Parade organizers say the March 20 march through the city’s downtown will be a scaled down version due to lack of preparation time. There will be only about 500 participants compared to the usual three to four thousand. There won’t be the usual slow-moving stream of gaudy floats. But there will be bands to entertain whatever crowds turn out along Ste. Catherine Street, which will be good enough since it’s by the luck of the Irish that the event is being held at all.
The Quebec government announced only at the end of February that vaccine passports and restrictions on outdoor events such as the parade would be lifted March 14, right before the actual March 17 Feast Day of St. Patrick, and a day short of exactly two years since the 2020 parade had to be abruptly cancelled because of pandemic restrictions.
“Everyone…just wants to get back and break this curse that we’re all under. We’re hoping this is going to stick now,” says Kevin Tracey, spokesman for the United Irish Societies of Montreal.

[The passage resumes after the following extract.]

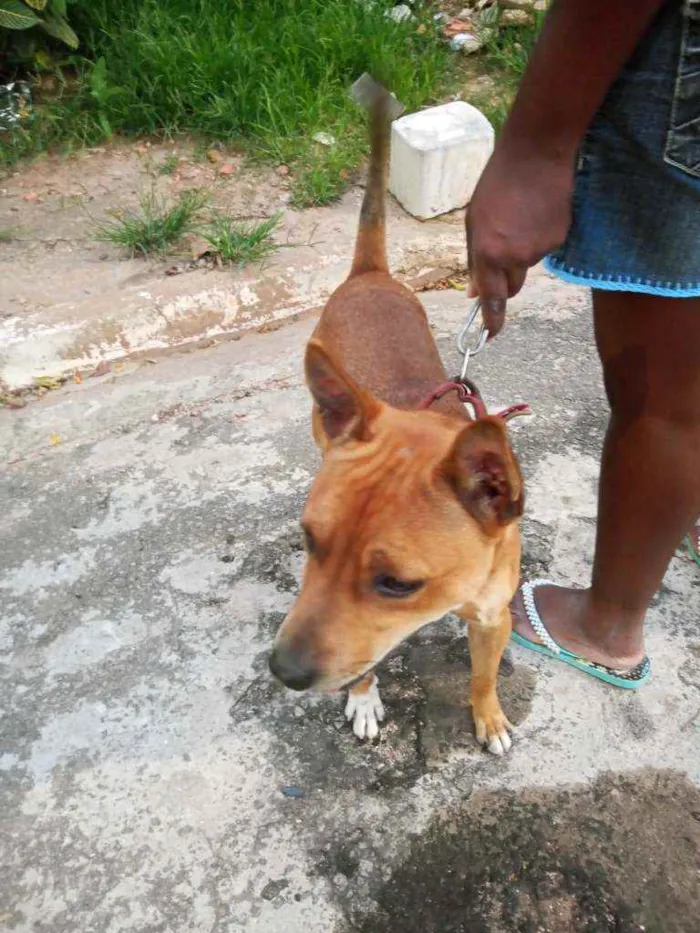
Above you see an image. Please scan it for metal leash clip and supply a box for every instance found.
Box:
[457,298,489,380]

While St. Patrick’s parades abound across North America, and are have even become more common in Ireland, Montreal extends the fete to an entire Green Week. The parade caps off festivities that include the selection of a Queen and her court, a gala luncheon that generally features political heavy weights such as former prime ministers or premiers as guest speakers, and cultural activities to mark the city’s recognition of itself as the historic centre of Irish Canadian life. Veteran Montreal journalist Alan Hustak, who is writing a history of Montreal’s St. Patrick’s parade timed for publication on the 200th anniversary in 2024, says much of that Irish heritage back patting is justified given the city’s centrality for 19th century immigration from Éire, and the interweaving of the Irish and French Canadians through intermarriage and politics.
Hustak, however, tut-tuts the boast that the Montreal parade is the longest continuous St. Patrick’s Day procession in North America. For starters, he says, the show failed to go on at least five times in the years before the 2020 cancellation, including during the period of mourning for Pope Pius IX in 1878, and Irish nationalist leader John Redmond in 1918. In 1948, the parade was officially “postponed” because of an impending major storm threatening Montreal and happened only because a group of Second World War veterans who were lined up to go insisted on marching.
“They turned to each other and said ‘we marched through a lot worse in Europe; a storm isn’t going to stop us. So off they marched.’ The idea that the parade has never been cancelled is simply untrue.”
Hustak, one of the few non-Irish Montrealers ever to get the honour of being named a parade chief reviewing officer, adds that a major impetus behind holding it in Montreal was that it wasn’t being held in Toronto. Because Catholics were unwelcome to march in the crucible of 19th century Orange domination, he says, St. Patrick’s Day got legs in a city where the population was overwhelmingly either French Canadian or Irish Catholic.
“The trade-off was Montreal had the Catholic parade, and Toronto had the Orange Parade, and Orange people were banned in Montreal,” Hustak says.
Even the Catholic roots of the parade are more tangled than is often understood given its celebration of Ireland’s patron saint. It began in 1824 as a showcase for Montreal’s Anglo-Irish elite. The working class Irish Catholic unwashed who lived by the shore of the St. Lawrence were left out. Once it was firmly identified as a Catholic event, inter-parish rivalries led to multiple parades being held on different routes simultaneously.
“You wound up having East End parades, and Point St. Charles parades, and downtown parades. It was a non-religious parade, then it was a religious parade, but it’s always been a political parade. The Fenians came along and ran it (in the 1860s), which is why (Father of Confederation) D’Arcy McGee was never invited to walk in it. When he was trying to become an MP, Justin Trudeau showed up one morning at St. Gabriel’s (church) looking like a Paddy in a tweed Irish hat and battered tweed jacket.”
This year, fortunately, both the political and pandemic gods have smiled on Montreal’s Irish. The parade, even as a shadow of itself, can proceed.